A relação estreita entre a nossa biblioteca e o projecto Comenius existe desde o dia um deste projecto. Começou no momento, em que aprovado o projecto, alinhavámos e definimos em conjunto, algumas ideias que poderiam fazer com que o nosso trabalho resultasse em algo bom e visível, não só para a escola, mas para a comunidade em geral. Sendo a biblioteca um epicentro da escola, sempre foi nossa convicção que parte significativa do projecto “Medicinal Herbs in Europe” teria que passar pelo trabalho conjunto. E assim, tem acontecido, tanto em Portugal, como agora na Eslováquia, nesta semana em que o projecto decorre por aqui.
Nesta semana, a comunicação com a biblioteca tem sido feita a horas meio impróprias. Tanto em Portugal, como na Eslováquia, os dias têm sido muito ocupados. Sobram as altas horas da noite ou os amanheceres bem cedinho, em que se enviam os relatos das actividades que vamos desenvolvendo por aqui e também das curiosidades que se vão vendo aqui e ali. No entanto, este artigo, não se refere a nada que tenha acontecido ou que tenhamos visto por aqui. Diz respeito, ao como temos visto, via computador, toda a renovação que anda a ser feita na biblioteca.
O acto de enviar algum artigo tem sido, geralmente antecedido, pela verificação, na caixa de correio electrónico, que também nós, em Secovce, recebemos novidades de Portugal. Não só escritas, mas devidamente documentadas fotograficamente. Fotografias que chegam, cheias de pormenores de humor, apesar do ar extremamente atarefado de todos os que por lá andam a trabalhar. Esse bom humor vem impresso nas fotografias que nos têm deixado bem divertidos por estas bandas.
E daqui de longe, o que se nota de diferente na biblioteca. As fotografias parecem indicar mais luz, talvez pelo modo como estão agora posicionadas as estantes dos livros. Parece haver mais espaço, apesar de o espaço parecer ser o mesmo, partindo do princípio que ninguém se entusiasmou e derrubou uma parede ou duas. O novo mobiliário é bonito, a parte da recepção ficou mais acolhedora, as madeiras ficam bem nessa cor clara e o design moderno das estantes também ajuda bastante. Apesar de ainda muita coisa estar fora do sítio certo, antevê-se que as mudanças estão a ser para melhor.
Ficamos à espera de mais novidades.
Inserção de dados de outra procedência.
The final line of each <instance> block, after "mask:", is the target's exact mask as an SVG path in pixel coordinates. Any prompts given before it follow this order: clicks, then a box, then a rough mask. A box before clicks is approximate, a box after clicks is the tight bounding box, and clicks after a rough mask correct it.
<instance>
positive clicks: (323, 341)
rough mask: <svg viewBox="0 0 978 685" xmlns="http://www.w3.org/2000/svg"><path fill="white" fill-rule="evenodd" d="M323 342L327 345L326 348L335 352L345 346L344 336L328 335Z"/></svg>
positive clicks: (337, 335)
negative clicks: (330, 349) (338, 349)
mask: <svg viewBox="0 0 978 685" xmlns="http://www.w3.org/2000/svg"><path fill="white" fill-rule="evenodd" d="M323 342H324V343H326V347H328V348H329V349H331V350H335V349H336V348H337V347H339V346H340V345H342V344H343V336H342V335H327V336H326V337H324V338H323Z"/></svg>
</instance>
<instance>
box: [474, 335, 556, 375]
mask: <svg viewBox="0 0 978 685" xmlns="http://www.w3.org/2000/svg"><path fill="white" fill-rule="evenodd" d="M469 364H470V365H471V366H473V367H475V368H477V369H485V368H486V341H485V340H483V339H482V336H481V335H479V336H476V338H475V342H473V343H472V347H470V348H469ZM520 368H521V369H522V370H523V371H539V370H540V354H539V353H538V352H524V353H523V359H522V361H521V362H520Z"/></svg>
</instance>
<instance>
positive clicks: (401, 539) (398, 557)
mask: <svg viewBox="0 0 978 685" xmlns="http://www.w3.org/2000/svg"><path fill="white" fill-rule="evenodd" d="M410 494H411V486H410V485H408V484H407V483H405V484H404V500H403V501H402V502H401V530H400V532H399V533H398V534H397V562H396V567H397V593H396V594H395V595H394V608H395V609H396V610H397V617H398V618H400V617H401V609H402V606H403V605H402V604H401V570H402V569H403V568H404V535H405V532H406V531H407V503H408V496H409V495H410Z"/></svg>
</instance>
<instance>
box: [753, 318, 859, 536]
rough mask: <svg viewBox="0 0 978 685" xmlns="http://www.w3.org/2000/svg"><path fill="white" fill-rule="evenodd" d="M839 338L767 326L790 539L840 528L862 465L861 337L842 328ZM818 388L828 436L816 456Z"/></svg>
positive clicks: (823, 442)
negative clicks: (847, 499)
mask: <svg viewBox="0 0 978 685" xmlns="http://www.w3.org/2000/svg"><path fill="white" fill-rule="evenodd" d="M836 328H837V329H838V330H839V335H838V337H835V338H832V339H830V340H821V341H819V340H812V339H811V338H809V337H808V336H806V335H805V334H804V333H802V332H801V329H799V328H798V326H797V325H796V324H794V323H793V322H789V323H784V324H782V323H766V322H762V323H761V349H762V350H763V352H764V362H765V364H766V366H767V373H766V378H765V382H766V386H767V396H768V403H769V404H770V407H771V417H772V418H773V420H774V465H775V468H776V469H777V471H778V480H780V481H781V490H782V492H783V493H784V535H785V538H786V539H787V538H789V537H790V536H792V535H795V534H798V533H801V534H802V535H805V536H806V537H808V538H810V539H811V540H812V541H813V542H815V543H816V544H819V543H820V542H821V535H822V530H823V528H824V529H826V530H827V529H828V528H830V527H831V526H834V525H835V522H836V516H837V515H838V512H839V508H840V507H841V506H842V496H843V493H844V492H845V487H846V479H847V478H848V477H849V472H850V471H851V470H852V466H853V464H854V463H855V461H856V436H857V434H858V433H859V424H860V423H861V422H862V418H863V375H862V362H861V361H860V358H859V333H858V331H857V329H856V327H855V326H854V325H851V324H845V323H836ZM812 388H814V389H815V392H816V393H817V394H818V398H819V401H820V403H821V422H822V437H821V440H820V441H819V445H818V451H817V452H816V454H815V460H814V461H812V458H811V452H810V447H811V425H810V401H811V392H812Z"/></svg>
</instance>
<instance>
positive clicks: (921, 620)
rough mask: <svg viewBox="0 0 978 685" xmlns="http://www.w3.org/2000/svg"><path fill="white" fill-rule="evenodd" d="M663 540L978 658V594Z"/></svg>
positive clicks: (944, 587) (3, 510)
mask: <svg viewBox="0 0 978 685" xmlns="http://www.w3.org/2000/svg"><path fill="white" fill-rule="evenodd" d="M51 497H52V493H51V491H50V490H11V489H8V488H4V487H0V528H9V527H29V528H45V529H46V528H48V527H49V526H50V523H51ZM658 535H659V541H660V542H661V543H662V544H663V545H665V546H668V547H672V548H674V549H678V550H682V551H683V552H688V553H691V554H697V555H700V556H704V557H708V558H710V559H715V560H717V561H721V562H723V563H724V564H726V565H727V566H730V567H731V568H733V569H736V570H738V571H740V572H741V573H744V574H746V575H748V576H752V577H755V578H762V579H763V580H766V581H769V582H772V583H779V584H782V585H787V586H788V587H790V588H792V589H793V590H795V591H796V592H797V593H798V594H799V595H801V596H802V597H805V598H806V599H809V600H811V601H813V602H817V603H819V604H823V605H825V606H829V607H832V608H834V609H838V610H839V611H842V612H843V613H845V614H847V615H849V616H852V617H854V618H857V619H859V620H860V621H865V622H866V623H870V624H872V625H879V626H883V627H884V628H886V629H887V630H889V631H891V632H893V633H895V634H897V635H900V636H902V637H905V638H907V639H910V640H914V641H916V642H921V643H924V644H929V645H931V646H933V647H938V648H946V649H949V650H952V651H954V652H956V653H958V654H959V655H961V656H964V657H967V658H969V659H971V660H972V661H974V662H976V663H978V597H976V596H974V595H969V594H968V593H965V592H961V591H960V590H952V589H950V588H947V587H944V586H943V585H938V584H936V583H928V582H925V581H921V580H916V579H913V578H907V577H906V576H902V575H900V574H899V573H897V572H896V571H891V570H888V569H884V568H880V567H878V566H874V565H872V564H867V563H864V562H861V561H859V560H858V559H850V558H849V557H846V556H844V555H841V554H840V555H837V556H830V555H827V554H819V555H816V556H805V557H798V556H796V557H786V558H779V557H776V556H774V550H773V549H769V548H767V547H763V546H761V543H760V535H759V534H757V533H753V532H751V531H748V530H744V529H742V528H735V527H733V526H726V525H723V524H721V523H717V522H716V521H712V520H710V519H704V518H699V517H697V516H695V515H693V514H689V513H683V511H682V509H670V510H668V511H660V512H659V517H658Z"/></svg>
Terminamos por hoje com um  “Gratulujeme k novej knižnice“ , que é como quem diz (esperamos nós) em eslovaco, “parabéns à nova biblioteca”.
Luís Sousa



sábado, 12 de março de 2011

Diário Comenius (dia 4) - “Lacinhos”








Quarta-feira, 16 de Fevereiro

Um dos (muitos) exemplares de laços utilizados pela Margarida ao longo destes dias
A moda é um fenómeno engraçado. É interessante perceber como algo que num local é usado por todos, sem que realmente alguém pense muito nisso, pode noutro local, ser algo a que nunca ocorreu ninguém usar. Algumas vezes discuti isso com os meus alunos. Afinal o que é preciso para que algo, seja peça de vestuário ou acessório ganhe o seu espaço próprio? Às tantas não é preciso mais que uma coincidência ou um toque de originalidade.
Originalidade foi o que algumas raparigas eslovacas viram no hábito engraçado que a Margarida tem ao usar laços para prender o cabelo. Já são bastante conhecidos na nossa escola, em todos os seus vários formatos e cores. Aqui foram novidade e alvo de bastante atenção. Como resultado disto, a Margarida arrisca regressar a Portugal com menos uns quantos laços na mala.